Yo vivía detrás de él, la tarde que murió no escuché el disparo, ni los gritos de su madre al descubrirlo, hasta entrada la noche llegó el chisme, no podía creerlo, el vato que nos abrió las puertas al mundo abrió las propias para fugarse. Al día siguiente los compas del barrio nos reunimos afuera de su casa, nadie nos atendió, había mucha familia, hasta nosotros llegó el olor a café y menudo, sus jefes hicieron una pachanga de despedida, como si no quisieran nunca olvidarlo, como si quisieran decirles a todos que él seguía allí.
La semana que siguió a su muerte nos la pasamos en la esquina, debajo de la luz amarilla del poste, fumamos y pistiamos como locos a salud del Juanito, prometimos nunca olvidarlo y siempre festejar su cumpleaños, pero eso no fue posible, algunos se brincaron al otro lado, otros nada más desaparecieron, solo quedé yo un tiempo, hasta que fui a trabajar al norte del estado.
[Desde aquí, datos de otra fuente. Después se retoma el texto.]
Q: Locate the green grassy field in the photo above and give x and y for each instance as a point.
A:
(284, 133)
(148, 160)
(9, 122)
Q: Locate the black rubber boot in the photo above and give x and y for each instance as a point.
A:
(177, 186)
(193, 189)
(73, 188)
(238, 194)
Los papás del Juan terminaron solos, la familia que asistió al velorio jamás volvió. Primero falleció el señor, un par de años después la señora, la casa de ellos cayó a pedacitos, se secó desde la raíz, quedaron los pisos pelones que el sol y la lluvia comieron temporada tras temporada, ahora hay matorrales y un árbol de tronco grueso. Cuando llego a pasar con mi chamaco, le digo que ahí vivió un amigo, él no me cree, solo ve un baldío lleno de ramas.
Cada que vengo pienso en Juan, en la sonrisa burlesca que tenía cuando le preguntábamos algo que desconocíamos, en los gritos que se aventaba a mitad de las canciones. A estas alturas ya ni sé si fuimos verdaderos amigos o solo iba con él a escuchar música y a leer. El barrio cambió, las casas se remodelaron, pero el baldío sigue ahí, nadie lo quiere comprar, nadie se acerca, aunque muchos de los morros nuevos no conocen la historia, no les nace ir, ni siquiera los drogos, pareciera que la pena del Juan es tan grande por aquella morra que todavía cala en el lugar donde estuvo su cuarto lleno de posters, casetes y libros, es un fantasma presente, cuando uno da la dirección de la calle siempre toma como referencia su casa y hasta dice el nombre, aunque no sepan quién fue.
Francisco Luján (Navojoa, 1989), escritor de a veces y cronista a medias. Planea publicar un libro de cuentos policiacos en futuro no muy lejano.